Why I Dislike the Little League World
Series
I played baseball in my youth - not just at the rec level, but also on traveling teams that were competitive around the area. I also went to many camps
and learned a lot about how the game should be played and such. Having thought about the Little League World Series (LLWS), and how it's now broadcast
on TV nationally and worldwide, this is clearly a terrible idea for the kids involved. Here's why:
1)
Most of the kids involved belong playing against 13-14 year olds (kids their size). This is perhaps the worst crime of the whole thing. If you look at the
height-weight statistics of the players, many of them are a few standard deviations above the normal height and weight of a 12-year old kid. When I was 12 I was
5-foot-nothing (if that), and weighed 90 lbs (if that). I threw a baseball in the mid 50's and got people out when I pitched by being accurate and throwing good
off-speed pitches. These kids, particularly the successful pitchers, are essentially full-grown adults from a muscular perspective. This year, there was a "kid" who
was 6'2" weighed 200 lb. and could throw a baseball 75 MPH. The problem is that these kids have gotten to where they are by being bigger, stronger and/or faster than
the kids around them, not because they've developed the skills they'll need to succeed later (although some of them have, to be sure). This is a terrible thing for the
long-term development of these players - they aren't going to improve by striking out smaller kids who didn't freakisly finish puberty years ahead of the curve. They
don't belong on the same field, in fact. They belong playing up against people of a similar level of physical development. This same thing happened to a guy in a
league down the road from my team when I was 12. He was 5'10", 170 at 12 and he was by far the best player even though he didn't even throw a ball correctly. He
could just power it faster by virtue of having fully developed muscles. When he got to high school, though, everyone caught up in strength and he went from being the
best to being mediocre because he lacked fundamentals. The fact is that the way to get better is to play against people at your skill level or better - not by beating up
on weaker players, particularly when they're literally just weaker.
2)
12-year old minds aren't ready for that kind of pressure . It's bad enough the say some normal little league coaches/parents build up local games for kids.

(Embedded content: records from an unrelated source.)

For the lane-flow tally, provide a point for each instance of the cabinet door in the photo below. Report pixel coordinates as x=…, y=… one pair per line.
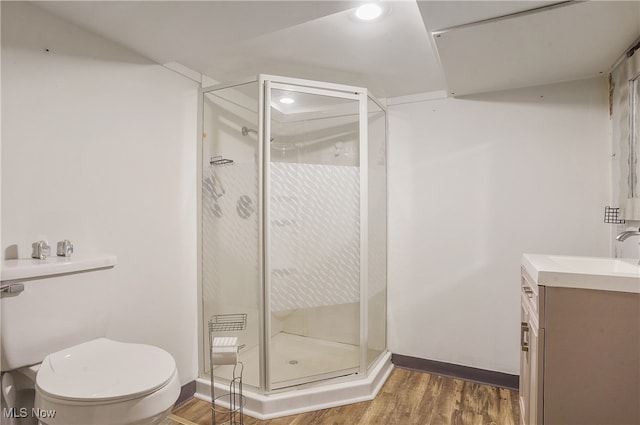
x=534, y=362
x=530, y=363
x=525, y=367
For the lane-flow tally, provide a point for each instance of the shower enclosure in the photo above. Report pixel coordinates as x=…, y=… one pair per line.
x=293, y=234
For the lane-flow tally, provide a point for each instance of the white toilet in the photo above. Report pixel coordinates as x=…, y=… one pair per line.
x=57, y=369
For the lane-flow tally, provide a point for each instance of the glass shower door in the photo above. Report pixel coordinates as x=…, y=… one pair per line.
x=312, y=238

But being on national television and having (potentially anyway) your failures broadcast on ESPN to everyone who wants to watch seems like it's pretty tough for anyone
to take, much less a child. You don't really see any stories about what happens to the winners or the losers of those games, but I'm betting there are some screwed up kids
afterwards on the losing team. Probably much of the competitive spirit is driven by the parents, and we know this is usually a bad idea. 12-year-olds just want to act 12.
3)
It's not really about what little league team has the best kids this year . The LLWS was sort of a cute idea. A grass-roots program to let teams from
everywhere compete across the country and eventually some team would win. The problem is that it doesn't really work that way. 99.9% of the little league teams have
absolutely no chance of winning at all, regardless of how good the coaching is. To compete, you need kids who are huge. Children cannot compete with full-grown adults
in almost any sport-like activity. It almost doesn't matter how skilled they are. If you look carefully at the LLWS teams over the last few decades, you'll notice that
a few program nearly always make it to the top, and it's not because they've just continually been lucky enough to grow larger kids. They recruit from well beyond their
small-town range, and parents move or drive long distances to get their children to play for a team that can compete. Sometimes this is good for the kids, since they
get to play for what is probably a good coach (although I've seen some pretty boneheaded coaching moves in the LLWS), but these teams essentially have no competition until
they reach the LLWS since, as a rule, they are just physically superior to normal little league teams. This is usually a bad thing since they will be just beating up
on lesser players and thus not improving.